Some people claim that defaulting on a mortgage will put homeowners in the express lane for mortgage modifications. This is a horrible, horribly expensive misconception, says Tina Williams, a housing counselor at the Consumer Credit Counseling Service of Chattanooga in Tennessee. “I have never given this advice, but I see it pitched repeatedly when there is imminent default,” she says. “This is pitched no less by the mortgage lenders themselves.”
While it’s true that some government-backed mortgage-modification programs are available only to people who are delinquent on their mortgage payments, it’s still a bad idea, akin to wrecking a perfectly good car because you want 0% financing on a new vehicle.

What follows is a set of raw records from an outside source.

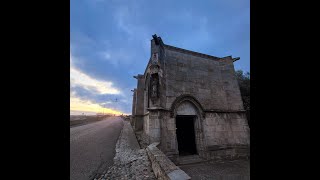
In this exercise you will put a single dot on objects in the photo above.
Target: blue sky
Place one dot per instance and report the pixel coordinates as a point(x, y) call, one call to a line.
point(110, 42)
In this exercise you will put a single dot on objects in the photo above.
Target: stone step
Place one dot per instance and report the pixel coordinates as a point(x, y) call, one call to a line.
point(192, 159)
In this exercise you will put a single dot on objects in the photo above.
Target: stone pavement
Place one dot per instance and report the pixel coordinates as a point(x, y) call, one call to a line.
point(222, 170)
point(130, 162)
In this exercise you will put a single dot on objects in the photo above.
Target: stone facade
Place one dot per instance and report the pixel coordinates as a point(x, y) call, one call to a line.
point(182, 85)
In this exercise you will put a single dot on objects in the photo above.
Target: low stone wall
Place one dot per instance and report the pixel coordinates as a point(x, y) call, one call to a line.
point(163, 168)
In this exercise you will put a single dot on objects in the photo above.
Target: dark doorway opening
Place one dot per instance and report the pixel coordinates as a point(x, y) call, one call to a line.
point(185, 135)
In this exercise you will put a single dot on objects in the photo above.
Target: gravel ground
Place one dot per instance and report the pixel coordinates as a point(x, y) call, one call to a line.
point(92, 147)
point(222, 170)
point(130, 162)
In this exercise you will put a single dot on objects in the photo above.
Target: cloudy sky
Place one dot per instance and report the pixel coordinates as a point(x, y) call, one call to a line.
point(110, 43)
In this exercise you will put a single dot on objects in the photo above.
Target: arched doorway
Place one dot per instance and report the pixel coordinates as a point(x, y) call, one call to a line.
point(185, 129)
point(188, 115)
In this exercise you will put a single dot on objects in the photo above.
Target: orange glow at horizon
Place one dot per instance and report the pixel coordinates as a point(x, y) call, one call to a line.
point(77, 104)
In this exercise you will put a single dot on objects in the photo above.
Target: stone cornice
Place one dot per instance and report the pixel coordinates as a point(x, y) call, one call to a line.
point(191, 52)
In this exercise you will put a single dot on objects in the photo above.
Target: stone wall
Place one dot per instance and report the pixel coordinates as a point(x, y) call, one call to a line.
point(162, 167)
point(226, 129)
point(211, 82)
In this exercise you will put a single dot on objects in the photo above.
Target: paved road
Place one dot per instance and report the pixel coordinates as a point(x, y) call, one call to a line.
point(92, 147)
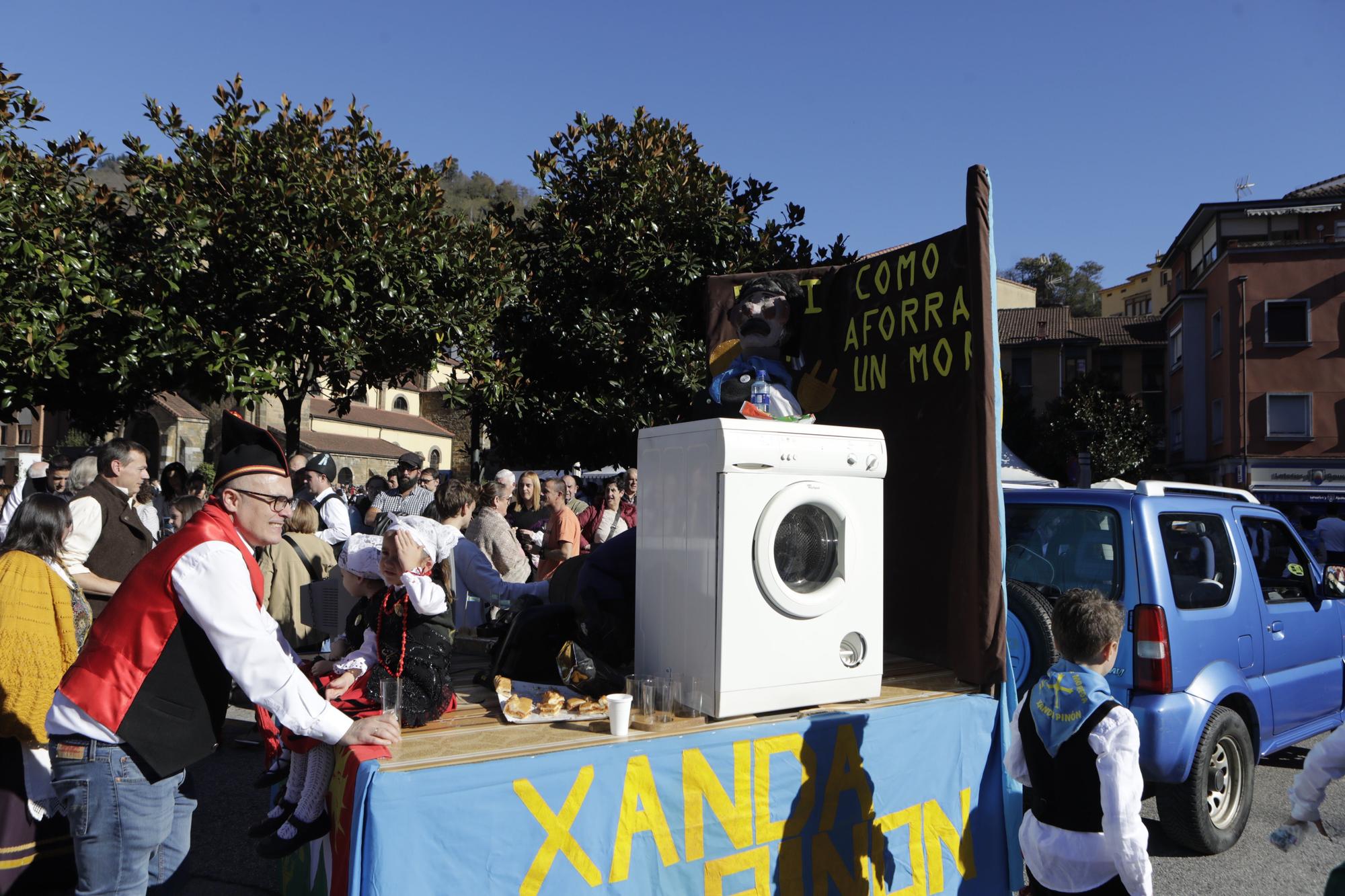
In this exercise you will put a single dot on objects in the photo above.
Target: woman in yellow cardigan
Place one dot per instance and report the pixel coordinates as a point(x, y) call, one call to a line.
point(44, 622)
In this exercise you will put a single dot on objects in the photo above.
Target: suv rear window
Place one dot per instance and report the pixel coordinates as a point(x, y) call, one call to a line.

Skipping mortgage payments torches your credit score and lets the creditor pile on the penalties — which you’ll still be stuck with even if you do get a modification. “Obviously, this is just adding on late fee after late fee after late fee,” says Jennifer Peters, a counselor at the Consumer Credit Counseling Service of West Georgia/East Alabama.
The biggest risk is that you’ll fail to get a modification; many foreclosed-on homeowners tried in vain to get a modification and wound up losing their house anyway. What’s more, most modification programs available to delinquent borrowers only affect interest rates and loan terms rather than lowering the principal, which mitigates the financial relief.